I swim (alone) ... I now cycle (alone) :)
Other 'societies' also tend to need regular attendance.
Anyone in the newspaper industry, well, on the photography/writing side will know full well what I mean. Maybe it's difficult for others to comprehend?
A loner, I appear to have acquired what is essentially a loner's job. So I suppose it suits me for all that.
I enjoy company and I think I'm fairly amusing company.
I have been the new, independent me for only four years. With luck I'll have it sussed in a few years' time.
Am I loitering on the edge of life?
Actually, I think I threw myself into the deep end of it and I flounder a little at times.
When I've learned to swim more strongly I'll be OK though.

8 Comments:

Blogger Pykspeeks Rides Again said...

While I've still got teeth and can pound a keyboard! :)
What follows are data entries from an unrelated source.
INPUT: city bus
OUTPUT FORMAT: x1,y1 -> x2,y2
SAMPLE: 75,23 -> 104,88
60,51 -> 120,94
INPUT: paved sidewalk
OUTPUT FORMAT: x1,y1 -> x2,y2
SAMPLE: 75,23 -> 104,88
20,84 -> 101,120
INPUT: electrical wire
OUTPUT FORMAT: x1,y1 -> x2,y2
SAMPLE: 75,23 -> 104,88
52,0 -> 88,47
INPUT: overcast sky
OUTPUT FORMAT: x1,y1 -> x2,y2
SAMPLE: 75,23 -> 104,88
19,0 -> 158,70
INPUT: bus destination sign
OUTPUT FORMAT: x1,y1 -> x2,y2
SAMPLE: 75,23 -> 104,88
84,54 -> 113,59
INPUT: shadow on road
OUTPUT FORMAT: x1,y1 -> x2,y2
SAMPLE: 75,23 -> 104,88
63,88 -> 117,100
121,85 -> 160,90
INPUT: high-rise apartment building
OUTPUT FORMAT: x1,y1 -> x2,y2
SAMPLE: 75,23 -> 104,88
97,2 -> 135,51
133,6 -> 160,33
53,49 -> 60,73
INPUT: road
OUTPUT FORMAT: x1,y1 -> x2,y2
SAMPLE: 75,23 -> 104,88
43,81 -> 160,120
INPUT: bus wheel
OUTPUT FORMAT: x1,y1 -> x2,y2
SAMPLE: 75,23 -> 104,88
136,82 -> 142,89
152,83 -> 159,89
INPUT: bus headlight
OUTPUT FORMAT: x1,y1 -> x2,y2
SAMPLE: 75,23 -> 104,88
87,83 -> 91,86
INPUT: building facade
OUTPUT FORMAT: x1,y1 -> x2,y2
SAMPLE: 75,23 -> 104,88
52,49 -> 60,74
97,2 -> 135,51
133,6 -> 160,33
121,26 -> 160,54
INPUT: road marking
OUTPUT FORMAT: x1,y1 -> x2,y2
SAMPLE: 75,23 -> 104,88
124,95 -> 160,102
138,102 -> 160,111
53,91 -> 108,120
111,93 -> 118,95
Sat Oct 01, 02:00:00 pm 2005  
Blogger Pykspeeks Rides Again said...

Hell, I'll pay you for that!!!! Hmm, well, it'd have to be interesting to both male and female. Now, i wonder what subject that would be???????

Sun Oct 02, 01:29:00 am 2005  
Blogger Wendy said...

great post.

Sun Oct 02, 04:56:00 am 2005  
Blogger Pykspeeks Rides Again said...

;) x

Sun Oct 02, 12:27:00 pm 2005  
Blogger Pykspeeks Rides Again said...

Remind me???
What, erotica?????
I think I need more practice!

Sun Oct 02, 11:40:00 pm 2005  
Blogger Pykspeeks Rides Again said...

I had one look at the list and couldn't enter ... anything that's got 'teenies' on it just turns me cold. OK, there were others but - nah. It's not me. I'm more yer humourous writer type. Maybe with a bit of spice thrown in.

Mon Oct 03, 01:01:00 pm 2005  
Blogger Nogbad said...

Right on Julie :-)

Wed Oct 05, 01:38:00 am 2005  
Blogger Pykspeeks Rides Again said...

OK, I had another look. The T word is mentioned under Top Sites.
It looked sorta linked to the literotica one - to me, cos maybe I'm stupid.
Anyway I just went into the literotica site proper and hit a couple of the subjects, which I found long-winded and got bored after a few lines.
Told ya I've a low boredom threshold!!!